As I said goodbye to 2016 and hello to a new year, I have felt an overwhelming feeling that something needs to change, or rather, a lot of things need to change. The world is so chaotic and strange right now. We will soon have a reality TV star as our president, the Great Barrier Reef is dying, entire species are going extinct, violence and hate is everywhere. People suck, the weather sucks, the economy sucks. It is more important now than ever before to have my home be a safe place, a haven, the calm in the storm. A place where my family and I can come in, out of the chaos and know that all is well. Unfortunately, my home doesn’t always feel like this. It is often messy and disorganized, we often spend too much time being unproductive, eating junk food, staying up too late, complaining about things we are perfectly capable of changing, but for some reason refuse to. Something needs to change.
I pretty much always make the New Years resolution to lose weight (and I
pretty much always fail), but not this year, this year I am focusing on gaining control over my life, finding balance and happiness. Maybe it’s because I’m growing older, or maybe its because I am a mom now, but I have started to have this panicked feeling like I am wasting my life, like if things don’t change I will look back 40 years from now and have so many regrets, and it terrifies me. I don’t want to just go through the motions of life, being in debt, unhealthy, and complacent. So I have started to make some goals and take baby steps towards living the life I want, being the mom Ronin deserves, and a wife worthy of the unconditional love that David already gives me.

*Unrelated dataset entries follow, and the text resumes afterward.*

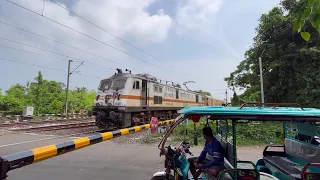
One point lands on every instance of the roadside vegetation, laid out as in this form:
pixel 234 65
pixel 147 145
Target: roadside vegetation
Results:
pixel 46 96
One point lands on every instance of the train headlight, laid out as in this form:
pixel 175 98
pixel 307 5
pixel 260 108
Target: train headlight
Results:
pixel 112 114
pixel 121 108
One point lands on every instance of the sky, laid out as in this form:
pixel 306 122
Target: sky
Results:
pixel 174 40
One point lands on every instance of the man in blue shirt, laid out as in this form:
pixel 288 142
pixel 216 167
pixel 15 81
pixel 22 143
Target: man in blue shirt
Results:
pixel 211 158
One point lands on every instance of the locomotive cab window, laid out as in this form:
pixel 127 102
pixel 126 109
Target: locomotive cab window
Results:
pixel 157 99
pixel 136 85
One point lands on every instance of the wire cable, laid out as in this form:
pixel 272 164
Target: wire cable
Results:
pixel 32 52
pixel 58 42
pixel 86 35
pixel 80 60
pixel 44 67
pixel 67 9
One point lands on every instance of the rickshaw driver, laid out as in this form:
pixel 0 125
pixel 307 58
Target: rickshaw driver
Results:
pixel 211 158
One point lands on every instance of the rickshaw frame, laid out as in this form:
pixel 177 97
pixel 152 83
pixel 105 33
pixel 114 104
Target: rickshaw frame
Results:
pixel 236 114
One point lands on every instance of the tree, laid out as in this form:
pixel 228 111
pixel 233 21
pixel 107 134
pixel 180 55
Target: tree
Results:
pixel 47 96
pixel 305 11
pixel 290 64
pixel 235 100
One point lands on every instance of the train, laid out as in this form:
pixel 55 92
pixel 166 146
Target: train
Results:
pixel 125 99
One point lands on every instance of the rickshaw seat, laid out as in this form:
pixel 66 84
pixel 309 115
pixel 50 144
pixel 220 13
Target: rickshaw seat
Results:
pixel 293 150
pixel 228 152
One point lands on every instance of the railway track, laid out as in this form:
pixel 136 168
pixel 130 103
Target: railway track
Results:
pixel 57 127
pixel 41 122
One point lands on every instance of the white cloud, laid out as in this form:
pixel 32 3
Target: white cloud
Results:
pixel 126 19
pixel 197 19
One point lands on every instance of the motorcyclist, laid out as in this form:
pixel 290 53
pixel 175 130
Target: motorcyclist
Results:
pixel 211 158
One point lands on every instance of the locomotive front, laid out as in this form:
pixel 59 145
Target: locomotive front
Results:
pixel 109 108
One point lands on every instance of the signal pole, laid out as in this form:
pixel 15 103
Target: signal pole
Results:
pixel 261 80
pixel 67 90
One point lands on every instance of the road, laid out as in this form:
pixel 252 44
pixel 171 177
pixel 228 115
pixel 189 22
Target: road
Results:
pixel 106 160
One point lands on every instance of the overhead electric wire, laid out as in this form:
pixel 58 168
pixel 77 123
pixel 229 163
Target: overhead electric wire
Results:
pixel 44 67
pixel 33 52
pixel 52 52
pixel 85 35
pixel 106 31
pixel 36 34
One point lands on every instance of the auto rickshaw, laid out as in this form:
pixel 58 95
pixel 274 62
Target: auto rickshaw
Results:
pixel 226 118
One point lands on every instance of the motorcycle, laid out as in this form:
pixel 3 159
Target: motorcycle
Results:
pixel 176 162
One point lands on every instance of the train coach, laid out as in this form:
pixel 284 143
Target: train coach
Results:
pixel 127 99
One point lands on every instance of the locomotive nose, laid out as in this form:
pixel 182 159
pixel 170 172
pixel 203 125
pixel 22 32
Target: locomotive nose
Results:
pixel 112 114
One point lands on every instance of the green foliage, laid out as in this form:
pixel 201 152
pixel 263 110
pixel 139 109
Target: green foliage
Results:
pixel 304 12
pixel 258 134
pixel 290 64
pixel 47 96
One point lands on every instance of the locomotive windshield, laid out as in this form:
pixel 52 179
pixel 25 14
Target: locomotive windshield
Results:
pixel 118 84
pixel 105 85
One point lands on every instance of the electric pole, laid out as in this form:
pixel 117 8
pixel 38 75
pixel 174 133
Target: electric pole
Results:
pixel 67 91
pixel 261 80
pixel 226 93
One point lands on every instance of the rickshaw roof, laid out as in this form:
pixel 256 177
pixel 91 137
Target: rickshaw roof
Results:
pixel 256 113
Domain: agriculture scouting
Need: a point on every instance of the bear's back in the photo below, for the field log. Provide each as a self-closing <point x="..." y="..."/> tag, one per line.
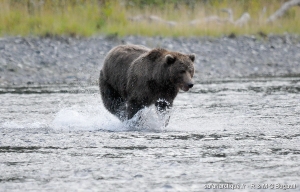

My biggest focus is my physical and mental health, which I believe are tied very closely to one another. I am consciously not making a goal to lose weight, because that just never works for me, at least not long term. And really this isn’t about my weight, my weight is merely a symptom of the problem. The problem is that I have been fueling my body with processed cheap food, sitting still way too often, and not giving my body the positive talk and love it deserves. Here are some of the changes I making to get me started in the right direction.
- Cook dinner 5-6 days a week. For now, these meals don’t necessarily even have to be “healthy” (pretty much anything cooked at home is going to healthier than eating out anyway). I am just working on building a routine and making a habit out of cooking daily.
- Exercise/be active every single day. This doesn’t have to be long intense workouts everyday, some days it could be taking Ronin on a walk, or a 10 minute HIIT workout in my basement, it doesn’t matter, again, this is just about building this into my routine and making a habit out of it.
- Drink more water. I am starting with a goal of at least 64oz a day and hope to eventually work up to a gallon…baby steps.
- Positive self talk. I will not longer complain and degrade my body. I can still love and appreciate my body and all that it is capable of while striving to improve it. I will no longer tell myself that I am lazy, a bad mom, an incompetent employee, or an undeserving wife. I am none of those things, and it is unacceptable to say such things to anyone, including myself.
That’s it…for now. One of my biggest challenges is that I always want drastic and fast results, in the past I have made goals to do things like “lose 20 pounds in 2 months” or “cook organic healthy meals everyday” and of course, I am never successful. So I have to keep reminding myself that this is about slow and steady progress that will eventually lead to a total lifestyle change, not a quick fix.
I have other goals that I am working on involving budgeting and housekeeping, but I think I’ll save those for another post. I’ve already rambled on for far too long.